Puedes usar esta lección y esta actividad para aprender más sobre el tema de la Primaria de este mes.

Jesucristo es nuestro Salvador

Una vez, cuando el élder LeGrand R. Curtis Jr., de los Setenta, era niño, él y su hermana estaban jugando en una pequeña barca en el río. Al principio la aventura era divertida, pero a medida que la barca se alejaba más de la orilla, se dieron cuenta de que flotaban hacia las peligrosas aguas río abajo.

Los niños comenzaron a gritar pidiendo ayuda. Su padre los oyó y corrió hacia la barca para rescatarlos. Él los salvó, lo cual era algo que no podían hacer por sí mismos. Él lo hizo porque los amaba.

A veces tomamos decisiones incorrectas y hacemos cosas que nos alejan espiritualmente del Padre Celestial. Nuestro Padre Celestial mandó a Su Hijo Jesucristo para que nos salvara. Jesucristo sufrió por nuestros pecados para que pudiéramos arrepentirnos y regresar a salvo a nuestro hogar y vivir con el Padre Celestial. El Salvador hizo algo que no podíamos hacer por nosotros mismos; estaba dispuesto a hacerlo porque nos ama.

Los profetas testifican del Salvador

Haz corresponder cada testimonio que se encuentra a continuación con la fotografía del profeta que lo dio. Escribe el número del profeta en la casilla.

  • “Y nosotros hemos visto y testificamos que el Padre ha enviado al Hijo para ser el Salvador del mundo” (1 Juan 4:14).

  • “Por lo tanto, todo el género humano se hallaba en un estado perdido y caído, y lo estaría para siempre, a menos que confiase en este Redentor” (1 Nefi 10:6).

  • “Sé que Jesucristo vendrá; sí, el Hijo, el Unigénito del Padre, lleno de gracia, de misericordia y de verdad. Y he aquí, él es el que viene a quitar los pecados del mundo, sí, los pecados de todo hombre que crea firmemente en su nombre” (Alma 5:48).

  • “Y sucederá que el que creyere en el Hijo de Dios, tendrá vida eterna” (Helamán 14:8).

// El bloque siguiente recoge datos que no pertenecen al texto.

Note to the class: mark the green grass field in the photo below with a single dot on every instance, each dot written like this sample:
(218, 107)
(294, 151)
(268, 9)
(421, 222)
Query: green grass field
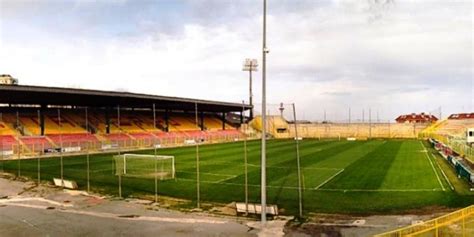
(374, 176)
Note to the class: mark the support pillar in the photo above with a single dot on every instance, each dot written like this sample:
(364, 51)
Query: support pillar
(41, 118)
(107, 121)
(201, 123)
(167, 123)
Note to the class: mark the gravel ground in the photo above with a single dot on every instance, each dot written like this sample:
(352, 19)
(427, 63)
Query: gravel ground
(27, 210)
(30, 210)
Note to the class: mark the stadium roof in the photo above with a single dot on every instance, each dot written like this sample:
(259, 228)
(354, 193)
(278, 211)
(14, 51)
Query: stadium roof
(38, 95)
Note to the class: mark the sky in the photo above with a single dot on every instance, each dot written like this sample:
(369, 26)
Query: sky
(327, 56)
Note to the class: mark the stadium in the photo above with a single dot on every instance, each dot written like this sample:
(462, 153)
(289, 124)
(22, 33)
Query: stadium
(344, 137)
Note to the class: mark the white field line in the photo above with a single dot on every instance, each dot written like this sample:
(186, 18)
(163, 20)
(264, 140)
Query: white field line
(329, 179)
(434, 170)
(442, 172)
(213, 174)
(237, 184)
(308, 168)
(321, 189)
(381, 190)
(228, 178)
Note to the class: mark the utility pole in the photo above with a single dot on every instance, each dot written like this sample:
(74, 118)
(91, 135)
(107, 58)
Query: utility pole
(250, 65)
(264, 122)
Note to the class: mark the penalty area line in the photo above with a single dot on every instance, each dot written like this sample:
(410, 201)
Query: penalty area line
(329, 179)
(381, 190)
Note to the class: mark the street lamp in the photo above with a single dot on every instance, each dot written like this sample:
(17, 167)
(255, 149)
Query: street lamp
(250, 65)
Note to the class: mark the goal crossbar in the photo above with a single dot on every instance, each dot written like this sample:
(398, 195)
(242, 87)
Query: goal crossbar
(144, 162)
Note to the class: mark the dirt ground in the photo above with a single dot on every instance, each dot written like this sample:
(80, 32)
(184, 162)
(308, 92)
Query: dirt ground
(30, 210)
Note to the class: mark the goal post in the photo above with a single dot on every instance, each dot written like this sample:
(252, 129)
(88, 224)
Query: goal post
(145, 166)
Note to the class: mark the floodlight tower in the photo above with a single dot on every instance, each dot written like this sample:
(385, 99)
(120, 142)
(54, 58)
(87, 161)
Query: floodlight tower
(250, 65)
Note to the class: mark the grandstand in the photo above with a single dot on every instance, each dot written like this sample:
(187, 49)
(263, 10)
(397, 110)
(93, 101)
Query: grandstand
(43, 118)
(278, 127)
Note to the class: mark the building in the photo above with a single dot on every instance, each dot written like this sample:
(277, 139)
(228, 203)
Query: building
(416, 118)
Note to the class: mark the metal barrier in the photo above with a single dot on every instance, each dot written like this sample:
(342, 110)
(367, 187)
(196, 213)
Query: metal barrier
(458, 223)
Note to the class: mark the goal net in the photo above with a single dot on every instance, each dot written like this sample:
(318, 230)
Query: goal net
(145, 166)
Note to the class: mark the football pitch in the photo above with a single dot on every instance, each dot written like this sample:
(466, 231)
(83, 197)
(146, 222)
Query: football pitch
(373, 176)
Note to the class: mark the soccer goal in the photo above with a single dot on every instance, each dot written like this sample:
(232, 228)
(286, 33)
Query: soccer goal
(145, 166)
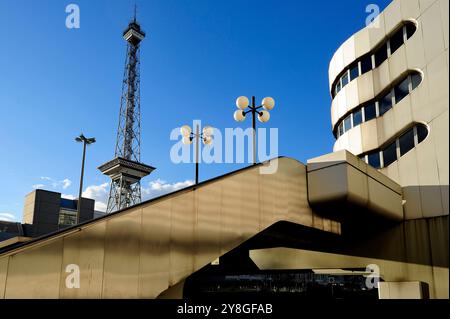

  • “Vi en el aire arriba de mí a dos Personajes, cuyo fulgor y gloria no admiten descripción. Uno de ellos me habló, llamándome por mi nombre, y dijo, señalando al otro: Éste es mi Hijo Amado: ¡Escúchalo!” (José Smith—Historia 1:17).

  • “Jesús es… el Unigénito del Padre en la carne. Él es nuestro Redentor y nuestro Mediador ante el Padre. Fue Él quien murió en la cruz para expiar nuestros pecados” (“¡Yo sé que vive mi Señor!”, Liahona, mayo de 2007, pág. 25).